Reputation: 3184
I'm using Git to version prose and have been trying git diff --word-diff
to see changes within lines. I want to use the results generated in a script.
But the default way that --word-diff
identifies a word seems flawed. So I've been experimenting with --word-diff-regex=
options.
Here are the two main flaws I'm trying to deal with:
Added whitespace seems to be ignored. But whitespace can be quite important if trying to use the results programmatically.
For example, take this header from a Markdown (.md) file:
# Test file
Now, let's add some text to the end of it:
# Test file in Markdown
If I run git diff --word-diff
on this:
# Test file {+in Markdown+}
But the space before the word "in" has not been included as part of the diff.

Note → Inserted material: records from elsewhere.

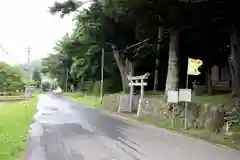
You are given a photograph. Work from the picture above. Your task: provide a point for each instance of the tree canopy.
(200, 29)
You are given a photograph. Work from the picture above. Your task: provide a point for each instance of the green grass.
(15, 118)
(213, 99)
(220, 139)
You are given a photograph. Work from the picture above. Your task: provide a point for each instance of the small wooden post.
(131, 95)
(137, 81)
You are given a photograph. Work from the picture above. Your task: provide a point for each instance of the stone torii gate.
(137, 81)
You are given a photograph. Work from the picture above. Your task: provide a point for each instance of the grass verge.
(232, 141)
(92, 101)
(15, 118)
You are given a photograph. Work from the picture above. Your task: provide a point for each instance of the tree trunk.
(123, 66)
(234, 61)
(173, 62)
(156, 73)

Empty lines are completely ignored.
Here's a standard git diff
for the content of a file where I've removed a line and also added a couple of new lines -- one empty, the other with the text "Here's a new line."
This is a test file to see how word diff responds in certain situations.
-
I'll try removing lines and adding them to see what happens.

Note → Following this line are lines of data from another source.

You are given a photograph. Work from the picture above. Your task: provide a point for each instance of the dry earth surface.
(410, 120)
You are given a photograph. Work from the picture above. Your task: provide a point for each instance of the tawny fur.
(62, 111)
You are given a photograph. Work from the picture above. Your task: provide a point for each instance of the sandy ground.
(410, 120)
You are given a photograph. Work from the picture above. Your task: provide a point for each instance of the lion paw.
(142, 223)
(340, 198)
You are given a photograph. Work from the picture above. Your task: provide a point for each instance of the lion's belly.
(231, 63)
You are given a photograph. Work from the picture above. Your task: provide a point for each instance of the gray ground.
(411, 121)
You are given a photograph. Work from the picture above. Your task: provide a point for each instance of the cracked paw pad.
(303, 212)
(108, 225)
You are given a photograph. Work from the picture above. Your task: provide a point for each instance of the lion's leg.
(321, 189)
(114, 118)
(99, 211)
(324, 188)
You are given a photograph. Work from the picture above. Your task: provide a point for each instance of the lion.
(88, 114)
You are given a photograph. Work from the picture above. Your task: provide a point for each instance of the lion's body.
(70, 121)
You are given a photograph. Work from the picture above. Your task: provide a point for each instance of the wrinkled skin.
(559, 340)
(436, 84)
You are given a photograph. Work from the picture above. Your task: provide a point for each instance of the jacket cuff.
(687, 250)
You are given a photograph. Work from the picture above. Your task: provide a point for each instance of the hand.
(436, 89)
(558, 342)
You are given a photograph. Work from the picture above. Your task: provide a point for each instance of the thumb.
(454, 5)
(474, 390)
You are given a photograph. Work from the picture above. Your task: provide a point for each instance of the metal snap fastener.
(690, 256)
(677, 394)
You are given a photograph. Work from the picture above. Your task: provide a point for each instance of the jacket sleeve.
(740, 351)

Here's another line so we can see what happens with line removals and additions. I want to see how `git diff --word-diff` handles it all!
+
+Here's a new line.
But here's git diff --word-diff
for the same content:
This is a test file to see how word diff responds in certain situations.
I'll try removing lines and adding them to see what happens.
Here's another line so we can see what happens with line removals and additions. I want to see how `git diff --word-diff` handles it all!
{+Here's a new line.+}
The removed and added empty lines are completely ignored.
Putting the two examples above together. Here's what I'd like to see:
# Test file{+ in Markdown+}
This is a test file to see how word diff responds in certain situations.
{--}
I'll try removing lines and adding them to see what happens.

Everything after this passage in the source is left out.